By Sharyn L. Decker
Lewis County Sirens news reporter
CHEHALIS – A lawsuit has been filed against Morton General Hospital on behalf of an elderly woman who was discharged from its emergency room with two boxes of enemas and a misdiagnosis of constipation and died days later.
Gertrude Tibbetts was taken to the hospital with severe abdominal pain where she was given an injection of pain medication, and an X-ray and then released against her wishes a little more than an hour later.
“She was screaming in agony, stating ‘I can’t believe you are sending me home, you are killing me. No one survives pain like this’,” an attorney for her daughter states in court documents.
The visit to the East Lewis County public hospital was Feb. 26, 2010. Tibbetts, 96, was residing at a Morton nursing home so she and her daughter Jane E. Jones could spend more time together, the attorney wrote.
The attorney stated, when the nurse handed the boxes with enemas to the Heritage House representative, she asked why they couldn’t be administered at hospital. The nurse replied, the lawyer wrote, “What? Do you want a blow out in the van?” and three nurses burst out laughing while Tibbetts was screaming in the background.
The complaint filed in Lewis County Superior Court earlier this month for medical malpractice and wrongful death names the hospital, Dr. Thomas Calderon and three unknown nurses.
Tibbetts was brought back to the hospital the following day when the laxatives were ineffective and then transferred to Providence St.

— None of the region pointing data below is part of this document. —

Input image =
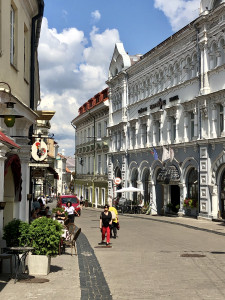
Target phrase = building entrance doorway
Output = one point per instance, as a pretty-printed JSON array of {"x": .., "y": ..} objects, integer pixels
[{"x": 175, "y": 197}]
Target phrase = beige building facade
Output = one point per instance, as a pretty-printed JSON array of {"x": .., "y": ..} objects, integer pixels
[{"x": 20, "y": 24}]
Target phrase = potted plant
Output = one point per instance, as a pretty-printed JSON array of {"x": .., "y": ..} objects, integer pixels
[
  {"x": 45, "y": 236},
  {"x": 16, "y": 233}
]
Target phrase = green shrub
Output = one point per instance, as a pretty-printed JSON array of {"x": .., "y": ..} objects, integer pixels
[
  {"x": 45, "y": 236},
  {"x": 16, "y": 233}
]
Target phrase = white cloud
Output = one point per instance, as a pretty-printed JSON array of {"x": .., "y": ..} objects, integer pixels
[
  {"x": 71, "y": 73},
  {"x": 96, "y": 16},
  {"x": 178, "y": 12}
]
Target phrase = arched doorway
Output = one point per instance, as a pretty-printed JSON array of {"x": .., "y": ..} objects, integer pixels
[
  {"x": 134, "y": 178},
  {"x": 222, "y": 196},
  {"x": 145, "y": 182},
  {"x": 118, "y": 186},
  {"x": 159, "y": 193}
]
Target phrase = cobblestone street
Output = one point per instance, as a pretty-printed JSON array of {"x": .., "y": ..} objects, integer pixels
[{"x": 154, "y": 258}]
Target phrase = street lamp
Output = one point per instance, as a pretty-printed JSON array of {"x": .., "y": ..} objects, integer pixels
[{"x": 8, "y": 113}]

Peter Hospital in Olympia. There, doctors discovered she was suffering with peritonitis due to small bowel obstruction and perforation as well as kidney failure. She was given comfort measures and died Mar 2, 2010.

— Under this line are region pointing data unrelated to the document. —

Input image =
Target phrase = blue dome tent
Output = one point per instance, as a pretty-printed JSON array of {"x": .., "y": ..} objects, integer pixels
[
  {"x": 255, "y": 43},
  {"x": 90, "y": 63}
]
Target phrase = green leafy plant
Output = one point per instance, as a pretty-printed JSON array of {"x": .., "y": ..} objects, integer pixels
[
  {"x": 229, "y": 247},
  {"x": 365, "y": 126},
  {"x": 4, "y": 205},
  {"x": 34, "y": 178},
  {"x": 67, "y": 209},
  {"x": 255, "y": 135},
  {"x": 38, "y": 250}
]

“For her age, Gertrude Tibbetts was a remarkable and strong woman who was cognitively bright, and full of life, personality and humor,” the Puyullap-based attorney Talis Abolins wrote.
Abolins alleges the hospital failed when it failed to admit her, and failed to provide appropriate evaluation and care.
“She suffered tremendous pain and suffering, humiliation and fear of her impending death in the hours and days that followed,” the attorney wrote.
Multiple messages left requesting comment from hospital administrators yesterday were unreturned. Attempts to reach Calderon were unsuccessful. The parties have 20 days to respond in court to the lawsuit.
Calderon was informally disciplined by the state Medical Quality Assurance Commission for his evaluation of the patient’s condition.
He agreed to two years of probation and to undertake extra education in exchange for the commission not continuing to pursue charges of incompetence, negligence or malpractice, according to documents filed with the state Department of Health.
The commission alleged that after ordering the shot of pain medication and an X-ray which was unrevealing, Calderon did not perform a subsequent examination of Tibbetts, according to the documents.
The stipulation agreement – signed March 11, 2011 – indicated he should be sanctioned at a level comparable to practicing below the standard of care, related to causing unnecessary pain, stating the failure may not have caused the death since early discovery may not have saved her life.
The doctor did not admit any of the commission’s allegations, but was cooperative, had no previous disciplinary action since being licensed in Washington in 1998 and was released from his probation this past March.
The allegations by the commission note the patient reported her pain level as 20 on a scale of one to 10, while nurses recorded it at 10; and at discharge, the patient described her pain as a seven or eight.
The lawsuit seek damages in an amount to “be proven at trial.”
Among the reimbursements sought are medical bills of about $6,800 from Morton General Hospital and almost $16,000 from Providence St. Peter Hospital.